# Reasons for failing BMQ?



## lubi125 (23 Nov 2012)

Hey,

I'd like to know what is the main reasons why people would fail BMQ, is it by VR or by failing too many exams and exercises? 

I would much appreciate to know on people's experience through BMQ to better prepare myself.

Thanks and sorry if there's already have been a thread on this subject


----------



## mariomike (23 Nov 2012)

lubi125 said:
			
		

> I'd like to know what is the main reasons why people would fail BMQ, is it by VR or by failing too many exams and exercises?



"Ways to Fail Basic":
http://forums.army.ca/forums/threads/1147.0/nowap.html

"Do many recruits fail Basic Training?":
 http://forums.army.ca/forums/threads/12909/post-54977.html#msg54977

"Pass/Fail Tests":
http://forums.army.ca/forums/threads/13585
  
"The best way to pass those tests is to pay attention in lectures, take good notes, study diligently when you have the time to do so (breaks, after meals and before bed), and learn drills exactly as your instructors teach them. Ask questions of your instructors at the time if you are unsure of anything. Practice drills and rehearse questions/answers with your peers throughout the course, not just the night before a written test. (And don‘t go in depending on half-remembered one liners from the net.)

The principal pass/fail tests are weapon checks where any safety infraction is an immediate fail.
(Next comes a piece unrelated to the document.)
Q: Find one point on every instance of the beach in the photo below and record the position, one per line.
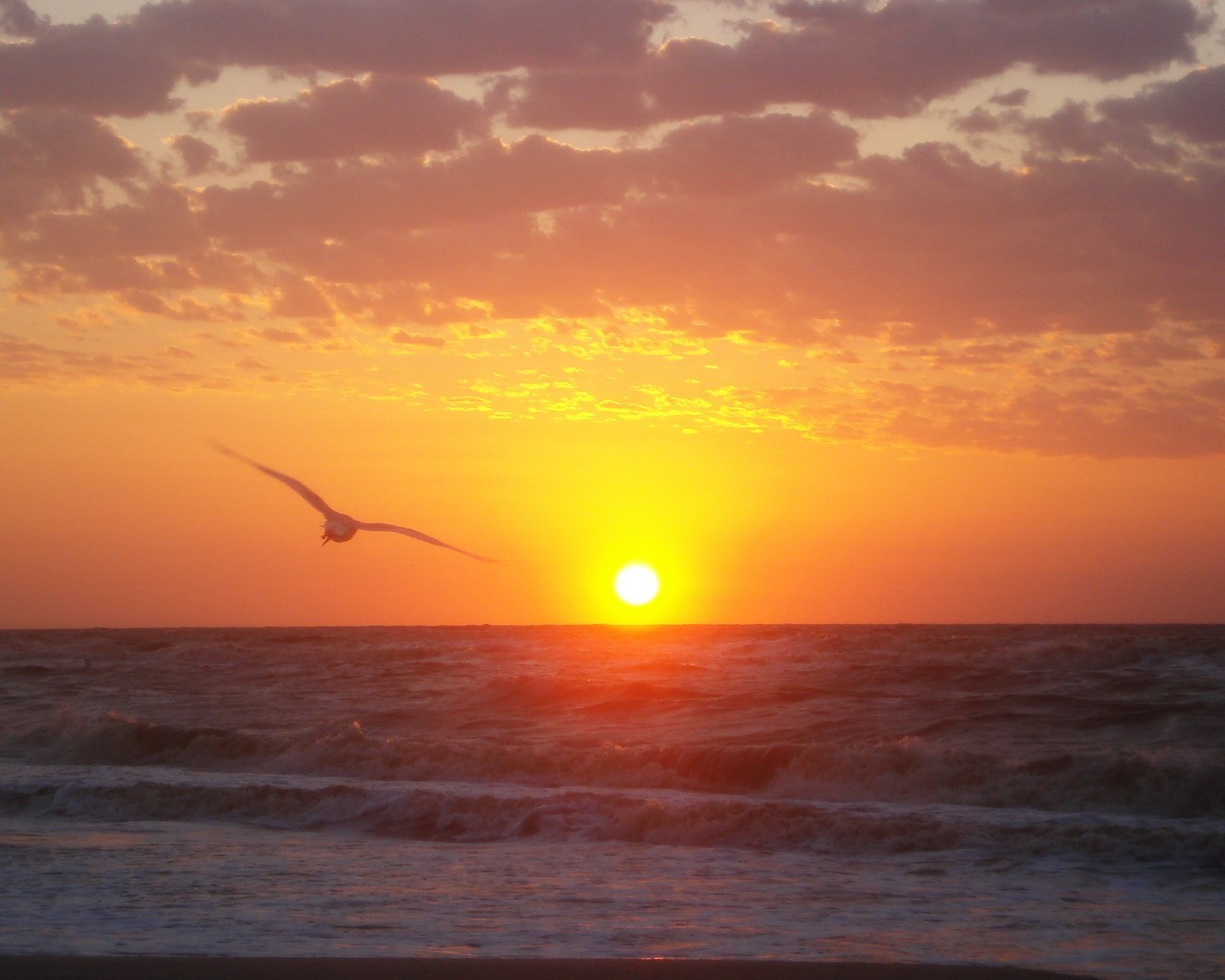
(209, 968)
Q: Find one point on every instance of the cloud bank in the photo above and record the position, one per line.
(1024, 265)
You will get retrained, refreshed and retested if you have difficulty, but repeated failures in one area or difficulty with multiple checks can lead to failure and recourse."


----------



## lubi125 (23 Nov 2012)

mariomike said:
			
		

> "Ways to Fail Basic":
> http://forums.army.ca/forums/threads/1147.0/nowap.html



Oh alright thanks a lot


----------



## SentryMAn (27 Nov 2012)

We had a guy fail basic due to arriving late(1.5hrs) back to Barracks from leave.


----------